A/N: This is a new and improved story being re-released to the general public, so if you've seen it before, it's been heavily edited and I encourage you to stick around. Updates are Mondays and Thursdays. I appreciate any and all support that is given to me, and comments/reviews get cookies.

Word Count (overall): 1783 (short first chapter, I know).
Word Count (this chapter): 1783

Chapter One

Broken glass crunched underfoot as he stepped into the deserted alley. The frivolous festivities of mortals carried on in the main streets. He needed a respite from the plastic fangs and the fake blood that mocked him. Even now, on this night where everyone pretended to be a monster, he couldn't risk revealing what he was.

Sebastian leaned against a dumpster, an oddly elegant figure against a backdrop of squalor. The smell of rot was overpowering. He couldn't get away from it in the city. Wherever there were humans, rot followed. Unfortunately, a fox couldn't stray too far from the flock.
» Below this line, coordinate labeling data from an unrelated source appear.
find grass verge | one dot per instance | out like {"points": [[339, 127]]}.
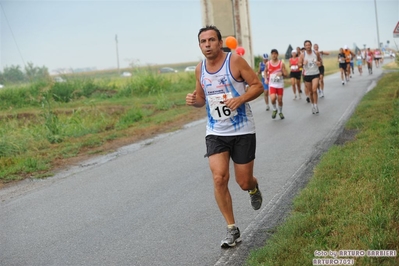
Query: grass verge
{"points": [[352, 201]]}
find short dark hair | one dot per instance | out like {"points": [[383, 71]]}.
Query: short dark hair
{"points": [[210, 27]]}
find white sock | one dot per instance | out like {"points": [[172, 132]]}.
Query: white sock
{"points": [[231, 226]]}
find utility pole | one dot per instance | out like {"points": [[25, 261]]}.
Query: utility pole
{"points": [[376, 20], [117, 53]]}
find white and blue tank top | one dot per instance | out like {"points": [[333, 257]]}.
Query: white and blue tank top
{"points": [[219, 86]]}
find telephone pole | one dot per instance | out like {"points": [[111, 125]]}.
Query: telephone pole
{"points": [[376, 20], [117, 53]]}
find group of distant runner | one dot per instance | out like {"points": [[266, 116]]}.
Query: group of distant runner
{"points": [[307, 63]]}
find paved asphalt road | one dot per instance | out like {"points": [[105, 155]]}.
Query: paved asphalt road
{"points": [[152, 203]]}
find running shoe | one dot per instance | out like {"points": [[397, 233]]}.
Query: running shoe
{"points": [[274, 114], [256, 198], [232, 238]]}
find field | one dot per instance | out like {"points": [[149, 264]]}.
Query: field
{"points": [[47, 125]]}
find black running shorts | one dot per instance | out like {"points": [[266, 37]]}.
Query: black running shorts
{"points": [[311, 77], [321, 70], [241, 147]]}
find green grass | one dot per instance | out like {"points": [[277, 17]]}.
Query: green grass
{"points": [[352, 200], [43, 123]]}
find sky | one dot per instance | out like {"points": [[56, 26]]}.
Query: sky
{"points": [[81, 34]]}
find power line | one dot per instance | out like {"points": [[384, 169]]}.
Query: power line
{"points": [[12, 33]]}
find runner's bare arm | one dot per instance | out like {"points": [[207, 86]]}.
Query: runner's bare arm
{"points": [[242, 71], [284, 70], [197, 97]]}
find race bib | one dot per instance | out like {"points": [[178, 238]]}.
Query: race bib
{"points": [[218, 109], [274, 78]]}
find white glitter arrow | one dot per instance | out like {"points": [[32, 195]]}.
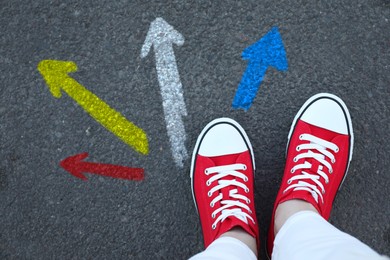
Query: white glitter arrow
{"points": [[162, 36]]}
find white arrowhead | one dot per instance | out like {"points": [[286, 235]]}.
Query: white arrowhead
{"points": [[160, 32], [163, 36]]}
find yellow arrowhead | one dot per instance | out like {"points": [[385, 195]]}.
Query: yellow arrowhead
{"points": [[56, 76]]}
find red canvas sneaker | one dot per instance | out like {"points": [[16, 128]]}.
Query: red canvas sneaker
{"points": [[222, 178], [319, 151]]}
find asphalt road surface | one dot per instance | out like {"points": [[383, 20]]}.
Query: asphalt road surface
{"points": [[169, 94]]}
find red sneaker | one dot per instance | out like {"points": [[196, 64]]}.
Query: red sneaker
{"points": [[319, 151], [222, 178]]}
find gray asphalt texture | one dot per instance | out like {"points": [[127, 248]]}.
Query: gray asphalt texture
{"points": [[341, 47]]}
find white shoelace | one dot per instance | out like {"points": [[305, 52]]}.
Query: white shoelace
{"points": [[316, 149], [232, 206]]}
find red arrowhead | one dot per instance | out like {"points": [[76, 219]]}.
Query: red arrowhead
{"points": [[76, 166]]}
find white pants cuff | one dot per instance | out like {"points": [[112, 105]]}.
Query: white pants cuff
{"points": [[306, 235]]}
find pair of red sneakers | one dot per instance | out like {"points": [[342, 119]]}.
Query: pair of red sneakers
{"points": [[319, 151]]}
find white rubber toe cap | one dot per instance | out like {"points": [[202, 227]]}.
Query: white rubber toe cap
{"points": [[327, 111], [222, 136]]}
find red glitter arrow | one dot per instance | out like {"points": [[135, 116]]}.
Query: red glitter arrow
{"points": [[76, 166]]}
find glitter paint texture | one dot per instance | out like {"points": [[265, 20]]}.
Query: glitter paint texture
{"points": [[162, 36], [56, 76]]}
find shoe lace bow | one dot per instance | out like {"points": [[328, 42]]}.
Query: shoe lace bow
{"points": [[317, 149], [233, 205]]}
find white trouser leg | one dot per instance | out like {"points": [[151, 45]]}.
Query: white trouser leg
{"points": [[306, 235], [226, 248]]}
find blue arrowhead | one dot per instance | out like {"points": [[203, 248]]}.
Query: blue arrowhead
{"points": [[268, 51]]}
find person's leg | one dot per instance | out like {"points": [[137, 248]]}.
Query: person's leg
{"points": [[318, 155], [307, 235], [222, 177]]}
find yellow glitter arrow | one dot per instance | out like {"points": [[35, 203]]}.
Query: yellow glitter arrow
{"points": [[56, 76]]}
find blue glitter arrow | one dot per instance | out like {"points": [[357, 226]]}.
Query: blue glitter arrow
{"points": [[268, 51]]}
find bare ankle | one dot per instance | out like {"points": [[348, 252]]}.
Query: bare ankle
{"points": [[243, 236], [287, 209]]}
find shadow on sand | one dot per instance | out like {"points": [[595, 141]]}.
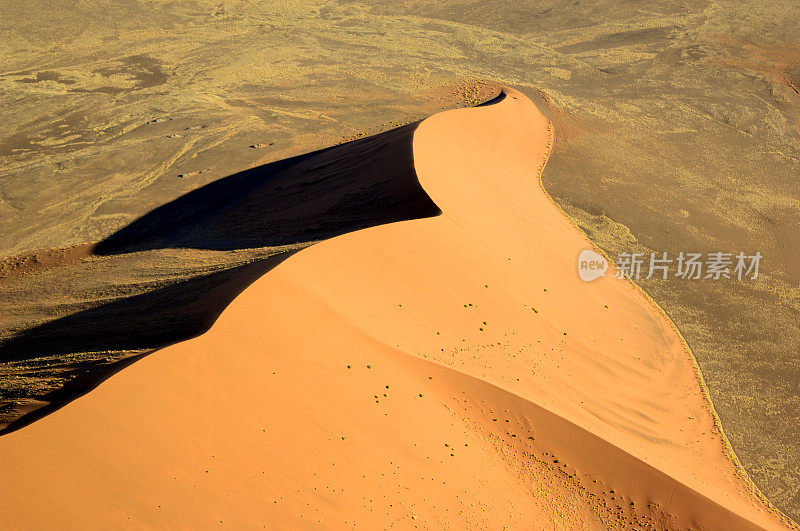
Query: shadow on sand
{"points": [[307, 198]]}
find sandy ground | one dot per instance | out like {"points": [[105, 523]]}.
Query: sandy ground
{"points": [[444, 371], [677, 130]]}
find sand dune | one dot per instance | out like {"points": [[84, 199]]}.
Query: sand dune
{"points": [[450, 371]]}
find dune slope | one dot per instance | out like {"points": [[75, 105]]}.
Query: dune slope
{"points": [[443, 371]]}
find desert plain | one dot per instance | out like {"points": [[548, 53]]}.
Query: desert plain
{"points": [[159, 158]]}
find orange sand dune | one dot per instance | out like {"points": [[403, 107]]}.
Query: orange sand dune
{"points": [[451, 371]]}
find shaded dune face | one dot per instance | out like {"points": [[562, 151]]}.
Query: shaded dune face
{"points": [[310, 197], [449, 371]]}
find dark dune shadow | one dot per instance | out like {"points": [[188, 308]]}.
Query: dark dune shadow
{"points": [[318, 195], [147, 322], [307, 198], [150, 320]]}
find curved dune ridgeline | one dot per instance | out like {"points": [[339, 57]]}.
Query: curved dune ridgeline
{"points": [[452, 370]]}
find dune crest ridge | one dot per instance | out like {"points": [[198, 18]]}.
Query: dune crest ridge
{"points": [[448, 371]]}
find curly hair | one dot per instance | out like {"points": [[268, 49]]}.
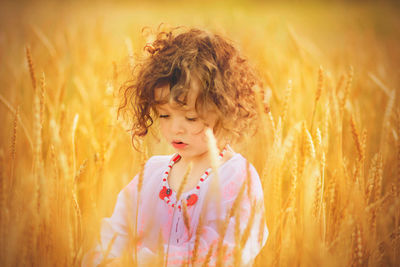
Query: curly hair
{"points": [[227, 82]]}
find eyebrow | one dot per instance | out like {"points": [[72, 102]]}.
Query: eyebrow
{"points": [[164, 107]]}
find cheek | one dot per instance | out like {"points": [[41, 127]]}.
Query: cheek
{"points": [[163, 127]]}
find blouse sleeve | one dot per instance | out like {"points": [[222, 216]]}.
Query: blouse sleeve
{"points": [[251, 218], [115, 228]]}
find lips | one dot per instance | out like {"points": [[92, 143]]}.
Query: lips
{"points": [[178, 144]]}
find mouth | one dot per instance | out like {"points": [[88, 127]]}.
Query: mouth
{"points": [[178, 144]]}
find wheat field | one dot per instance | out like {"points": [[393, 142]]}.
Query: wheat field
{"points": [[329, 148]]}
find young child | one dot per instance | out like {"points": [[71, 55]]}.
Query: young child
{"points": [[190, 82]]}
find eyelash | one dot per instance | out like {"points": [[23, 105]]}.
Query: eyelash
{"points": [[166, 116]]}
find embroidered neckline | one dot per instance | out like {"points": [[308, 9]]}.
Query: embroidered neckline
{"points": [[166, 192]]}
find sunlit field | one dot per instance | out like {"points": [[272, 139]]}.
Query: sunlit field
{"points": [[327, 149]]}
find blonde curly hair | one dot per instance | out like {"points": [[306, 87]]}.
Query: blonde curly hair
{"points": [[226, 79]]}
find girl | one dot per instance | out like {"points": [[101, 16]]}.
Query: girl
{"points": [[178, 207]]}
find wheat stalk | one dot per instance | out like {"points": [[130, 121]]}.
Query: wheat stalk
{"points": [[317, 94]]}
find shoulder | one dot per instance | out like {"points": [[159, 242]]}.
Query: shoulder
{"points": [[238, 167], [157, 161]]}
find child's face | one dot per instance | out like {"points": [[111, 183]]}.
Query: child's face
{"points": [[182, 126]]}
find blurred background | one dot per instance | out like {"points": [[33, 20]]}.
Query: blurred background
{"points": [[329, 157]]}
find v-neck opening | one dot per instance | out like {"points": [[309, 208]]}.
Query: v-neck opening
{"points": [[174, 193]]}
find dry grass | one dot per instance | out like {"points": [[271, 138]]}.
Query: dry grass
{"points": [[328, 153]]}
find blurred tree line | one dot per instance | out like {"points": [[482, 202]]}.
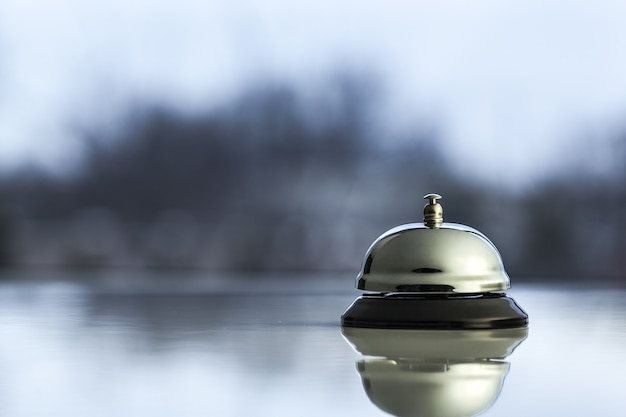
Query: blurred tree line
{"points": [[278, 181]]}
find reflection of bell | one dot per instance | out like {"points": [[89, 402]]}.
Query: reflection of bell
{"points": [[434, 372], [433, 275]]}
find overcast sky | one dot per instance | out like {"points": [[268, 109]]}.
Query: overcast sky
{"points": [[510, 84]]}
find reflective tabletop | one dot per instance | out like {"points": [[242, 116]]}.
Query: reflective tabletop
{"points": [[132, 343]]}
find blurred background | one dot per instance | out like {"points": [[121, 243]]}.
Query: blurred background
{"points": [[286, 136]]}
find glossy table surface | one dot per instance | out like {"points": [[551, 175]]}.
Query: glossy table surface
{"points": [[129, 343]]}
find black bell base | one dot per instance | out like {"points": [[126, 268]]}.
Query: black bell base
{"points": [[418, 311]]}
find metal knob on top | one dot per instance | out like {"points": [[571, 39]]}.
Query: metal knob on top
{"points": [[433, 212]]}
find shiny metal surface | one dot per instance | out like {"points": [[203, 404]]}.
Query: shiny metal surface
{"points": [[433, 212], [433, 372], [453, 258]]}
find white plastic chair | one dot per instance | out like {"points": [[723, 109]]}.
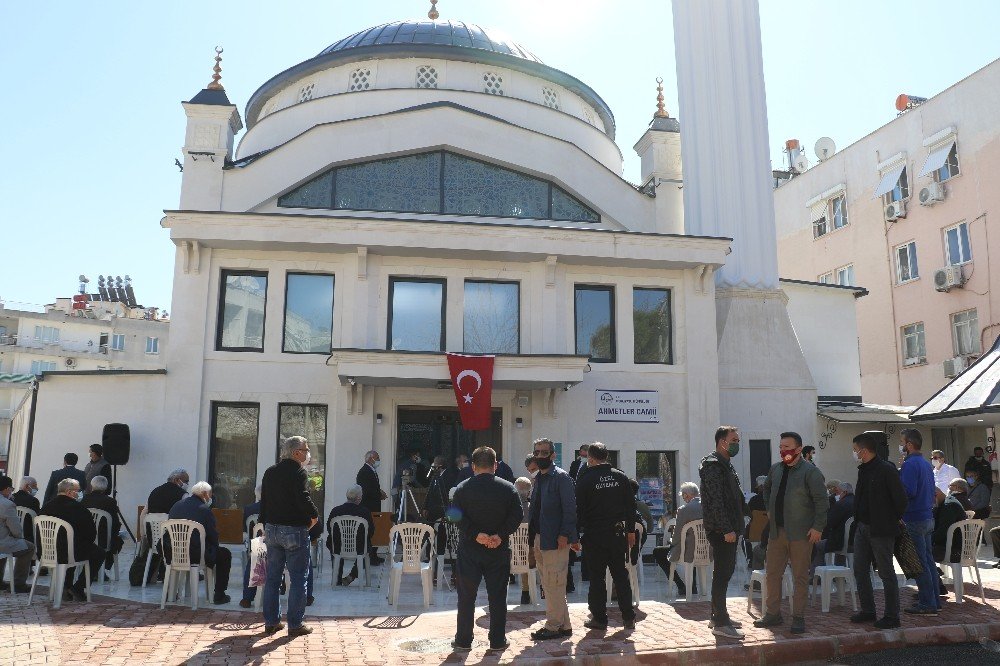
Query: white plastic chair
{"points": [[411, 536], [971, 532], [104, 518], [701, 565], [180, 564], [351, 528], [154, 522], [519, 563], [47, 528]]}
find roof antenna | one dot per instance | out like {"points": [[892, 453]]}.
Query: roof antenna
{"points": [[215, 85]]}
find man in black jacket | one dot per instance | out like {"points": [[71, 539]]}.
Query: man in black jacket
{"points": [[605, 509], [491, 512], [722, 505], [288, 513], [880, 501], [66, 506]]}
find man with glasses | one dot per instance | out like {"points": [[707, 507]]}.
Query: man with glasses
{"points": [[552, 531], [288, 513]]}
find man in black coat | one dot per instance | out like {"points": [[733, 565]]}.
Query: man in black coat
{"points": [[491, 511], [880, 501], [68, 471], [66, 506]]}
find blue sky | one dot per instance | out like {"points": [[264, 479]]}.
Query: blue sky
{"points": [[92, 120]]}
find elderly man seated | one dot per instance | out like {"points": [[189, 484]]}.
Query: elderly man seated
{"points": [[674, 552], [66, 506], [98, 498], [352, 507], [197, 507]]}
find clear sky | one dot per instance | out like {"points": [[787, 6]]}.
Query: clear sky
{"points": [[91, 117]]}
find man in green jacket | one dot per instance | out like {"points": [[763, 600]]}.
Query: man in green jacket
{"points": [[796, 499]]}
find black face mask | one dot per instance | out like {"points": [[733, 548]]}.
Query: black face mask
{"points": [[543, 463]]}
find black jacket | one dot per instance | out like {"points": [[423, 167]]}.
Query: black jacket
{"points": [[721, 496], [284, 496], [880, 499], [604, 499], [162, 498], [74, 513], [371, 492], [488, 505]]}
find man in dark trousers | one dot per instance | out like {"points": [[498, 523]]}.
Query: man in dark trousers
{"points": [[605, 509], [197, 507], [491, 512], [371, 492], [68, 471], [879, 501], [722, 505]]}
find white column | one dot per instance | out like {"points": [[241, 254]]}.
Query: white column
{"points": [[723, 111]]}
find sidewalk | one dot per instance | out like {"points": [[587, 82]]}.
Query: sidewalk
{"points": [[114, 631]]}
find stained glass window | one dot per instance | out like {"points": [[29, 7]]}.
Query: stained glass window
{"points": [[438, 182]]}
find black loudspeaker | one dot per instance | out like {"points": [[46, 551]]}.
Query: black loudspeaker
{"points": [[881, 443], [116, 441]]}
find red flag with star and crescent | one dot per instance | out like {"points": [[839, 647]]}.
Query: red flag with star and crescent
{"points": [[472, 379]]}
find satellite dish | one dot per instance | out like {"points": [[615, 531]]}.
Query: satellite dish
{"points": [[825, 148]]}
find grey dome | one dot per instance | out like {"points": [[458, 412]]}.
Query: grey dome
{"points": [[441, 33]]}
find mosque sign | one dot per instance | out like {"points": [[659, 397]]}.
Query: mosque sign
{"points": [[628, 405]]}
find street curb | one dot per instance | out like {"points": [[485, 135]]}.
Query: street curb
{"points": [[797, 649]]}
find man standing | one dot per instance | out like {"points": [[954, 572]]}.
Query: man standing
{"points": [[944, 473], [552, 531], [288, 513], [12, 538], [797, 504], [491, 512], [722, 505], [605, 505], [880, 501], [68, 471], [371, 492], [197, 507]]}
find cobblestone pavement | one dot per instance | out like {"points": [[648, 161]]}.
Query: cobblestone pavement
{"points": [[113, 631]]}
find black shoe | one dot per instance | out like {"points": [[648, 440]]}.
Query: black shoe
{"points": [[887, 623]]}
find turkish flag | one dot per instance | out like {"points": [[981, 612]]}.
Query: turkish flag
{"points": [[472, 379]]}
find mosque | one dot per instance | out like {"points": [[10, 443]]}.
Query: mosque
{"points": [[430, 186]]}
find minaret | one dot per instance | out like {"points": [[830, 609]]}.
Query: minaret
{"points": [[764, 383], [660, 151], [213, 122]]}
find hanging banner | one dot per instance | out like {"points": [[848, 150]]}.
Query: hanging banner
{"points": [[472, 379]]}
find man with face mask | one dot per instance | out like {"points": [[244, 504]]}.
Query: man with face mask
{"points": [[722, 505], [797, 505]]}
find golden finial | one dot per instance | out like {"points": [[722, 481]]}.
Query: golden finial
{"points": [[215, 85], [661, 111]]}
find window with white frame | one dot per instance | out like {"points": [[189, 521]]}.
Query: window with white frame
{"points": [[914, 349], [965, 332], [906, 263], [957, 249]]}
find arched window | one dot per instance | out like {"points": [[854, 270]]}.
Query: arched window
{"points": [[438, 182]]}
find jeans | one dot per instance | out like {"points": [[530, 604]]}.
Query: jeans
{"points": [[723, 566], [877, 550], [928, 582], [287, 548]]}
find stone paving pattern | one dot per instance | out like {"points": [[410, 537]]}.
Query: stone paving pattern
{"points": [[113, 631]]}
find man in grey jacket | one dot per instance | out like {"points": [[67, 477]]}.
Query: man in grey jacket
{"points": [[796, 499]]}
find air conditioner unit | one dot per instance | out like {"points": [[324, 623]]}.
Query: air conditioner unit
{"points": [[931, 194], [953, 367], [947, 278], [895, 210]]}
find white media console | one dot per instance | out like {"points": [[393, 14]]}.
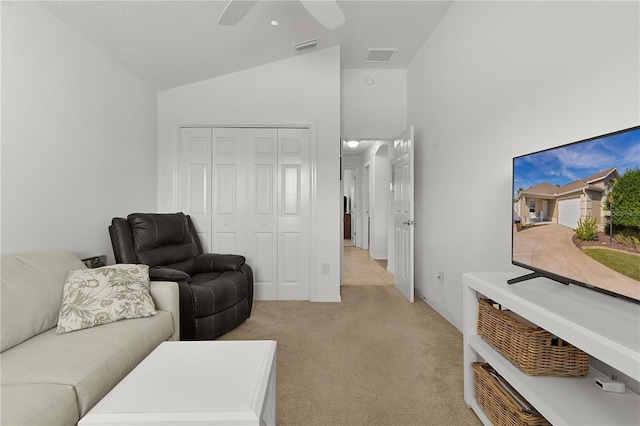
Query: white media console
{"points": [[605, 327]]}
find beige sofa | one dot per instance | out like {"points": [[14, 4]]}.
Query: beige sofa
{"points": [[55, 379]]}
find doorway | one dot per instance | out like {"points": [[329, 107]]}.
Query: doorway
{"points": [[367, 189]]}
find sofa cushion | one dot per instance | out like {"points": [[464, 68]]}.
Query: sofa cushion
{"points": [[102, 295], [38, 404], [92, 360], [31, 293]]}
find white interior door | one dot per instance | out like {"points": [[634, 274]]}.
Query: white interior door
{"points": [[262, 209], [294, 213], [404, 222], [248, 192], [228, 189]]}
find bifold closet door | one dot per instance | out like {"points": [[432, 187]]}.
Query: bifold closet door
{"points": [[262, 211], [277, 214], [195, 180], [248, 192], [294, 214]]}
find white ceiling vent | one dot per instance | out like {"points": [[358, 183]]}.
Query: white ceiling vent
{"points": [[380, 55], [306, 45]]}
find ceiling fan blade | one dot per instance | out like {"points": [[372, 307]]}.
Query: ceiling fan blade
{"points": [[327, 12], [235, 11]]}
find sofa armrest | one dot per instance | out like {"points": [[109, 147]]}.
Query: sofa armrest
{"points": [[166, 297], [210, 262]]}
Not that he was the sleekest or most efficient predator.

The idea of heading back into the pushing crowds, the heat and the chaos of the masses made his hands clench. His back stiffened. Leaving without a victim would defy the purpose of enduring the thronging mortals, but anxiety clawed at him. It was prime hunting time. As always, he was reluctant to face the crowds.

Sebastian took a deep breath and tried to pull himself together. The sooner he did this, the sooner he could go home. His movements were jerky and stiff as he headed down the alley. He paused at the mouth, sliding both his masks into place, one physical and one deeper than appearance could ever betray. He slid seamlessly into the jubilant crowd.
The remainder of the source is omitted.